On August 1, Professor Levine was an invited presenter at the Southeastern Association of Law Schools in Boca Raton, FL. S he presented her current work in progress Discipline and Policing at a panel titled, Procedural Issues in Policing the Police.

September 1, 2017

Sovern quoted by Politico and Bloomberg

Politico’s Morning Money newsletter quoted Professor Jeff Sovern on August 25 as follows:

BANK EARNINGS REACT — Via St. John’s professor Jeff Sovern: “Greg Baer misses the mark when he criticizes regulatory reform opponents for saying reform is unnecessary because banks are making record profits. Supporters of the reduced regulation reflected in the Financial Choice Act claim the rules mandated by Dodd-Frank make it hard for banks to operate and are causing some to close.


Jeff Sovern

“Dodd-Frank supporters retort that If banks are making record profits despite the supposedly onerous regulations, banks must be doing just fine.
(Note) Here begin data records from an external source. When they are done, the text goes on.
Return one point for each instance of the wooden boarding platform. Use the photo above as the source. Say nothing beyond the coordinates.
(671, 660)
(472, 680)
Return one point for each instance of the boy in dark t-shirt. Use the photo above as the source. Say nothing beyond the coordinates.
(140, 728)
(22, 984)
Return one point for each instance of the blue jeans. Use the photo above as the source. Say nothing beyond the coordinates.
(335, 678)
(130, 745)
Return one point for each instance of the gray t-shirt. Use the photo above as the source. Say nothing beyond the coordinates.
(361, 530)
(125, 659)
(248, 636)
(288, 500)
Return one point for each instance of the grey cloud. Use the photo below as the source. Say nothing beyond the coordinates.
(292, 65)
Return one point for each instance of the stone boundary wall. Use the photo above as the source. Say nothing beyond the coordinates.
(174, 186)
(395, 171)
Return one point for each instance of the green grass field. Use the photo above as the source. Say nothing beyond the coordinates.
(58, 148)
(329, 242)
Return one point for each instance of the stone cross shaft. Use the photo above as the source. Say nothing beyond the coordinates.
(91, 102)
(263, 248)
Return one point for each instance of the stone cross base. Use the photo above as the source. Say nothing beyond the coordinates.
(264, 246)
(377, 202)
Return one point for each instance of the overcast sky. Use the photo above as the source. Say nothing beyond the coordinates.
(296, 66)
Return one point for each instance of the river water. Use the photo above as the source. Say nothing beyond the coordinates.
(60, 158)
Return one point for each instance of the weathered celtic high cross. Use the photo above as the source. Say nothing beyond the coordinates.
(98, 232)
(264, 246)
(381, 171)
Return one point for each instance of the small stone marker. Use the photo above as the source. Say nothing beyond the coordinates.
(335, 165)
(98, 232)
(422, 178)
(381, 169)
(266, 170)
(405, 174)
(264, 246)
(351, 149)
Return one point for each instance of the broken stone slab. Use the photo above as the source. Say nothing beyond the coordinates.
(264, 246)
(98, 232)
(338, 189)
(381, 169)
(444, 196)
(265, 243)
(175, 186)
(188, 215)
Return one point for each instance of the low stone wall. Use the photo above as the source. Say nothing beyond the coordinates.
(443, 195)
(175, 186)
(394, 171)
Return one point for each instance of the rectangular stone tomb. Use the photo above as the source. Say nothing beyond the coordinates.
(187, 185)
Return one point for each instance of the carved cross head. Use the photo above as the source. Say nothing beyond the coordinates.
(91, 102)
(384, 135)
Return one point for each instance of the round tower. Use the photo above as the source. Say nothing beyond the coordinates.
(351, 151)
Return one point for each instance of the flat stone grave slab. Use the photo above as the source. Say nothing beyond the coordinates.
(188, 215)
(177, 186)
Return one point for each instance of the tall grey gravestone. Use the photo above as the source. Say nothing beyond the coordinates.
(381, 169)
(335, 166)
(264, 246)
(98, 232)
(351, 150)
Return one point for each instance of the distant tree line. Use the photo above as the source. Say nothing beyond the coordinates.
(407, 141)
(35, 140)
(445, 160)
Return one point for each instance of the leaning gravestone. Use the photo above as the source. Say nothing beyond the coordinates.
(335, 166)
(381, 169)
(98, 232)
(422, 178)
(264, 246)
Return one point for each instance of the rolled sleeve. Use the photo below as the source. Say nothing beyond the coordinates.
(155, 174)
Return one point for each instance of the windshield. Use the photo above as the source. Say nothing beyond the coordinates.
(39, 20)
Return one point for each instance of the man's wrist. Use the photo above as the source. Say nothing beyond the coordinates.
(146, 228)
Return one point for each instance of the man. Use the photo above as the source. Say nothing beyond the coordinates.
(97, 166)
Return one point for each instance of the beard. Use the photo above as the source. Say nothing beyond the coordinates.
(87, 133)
It is hard to reconcile claims that regulations are putting banks out of business with reports of record profits.

In an August 4 story, Potential Successor to CFPB’s Cordray Unclear Under Dodd-Frank, Bloomberg also quoted Sovern:

Jeff Sovern, a professor of law at St. John’s University School of Law in New York City, . . . told Bloomberg BNA that Dodd-Frank’s language might allow the CFPB’s deputy director David Silberman to step in if Cordray leaves. “I’m not an expert on administrative law by any means, but surely an argument can be made that a director who resigns is both ‘absent’ and ‘unavailable,’ which means that the deputy director would automatically become acting director in light of the statutory text that the deputy director ‘shall serve as acting Director in the absence or unavailability of the Director,’” said Sovern, who’s also a coordinator of and contributor to the Consumer Law and Policy Blog.
* * *
Sovern looked ahead to the potential next phase, saying President Trump probably would nominate a permanent director fairly quickly if Director Cordray were to resign. “In addition, as a filibuster could not be used to block a nominee for the directorship, the Senate would probably confirm a nominee rapidly, unless the president nominated someone who would divide the Senate Republicans,” Sovern said.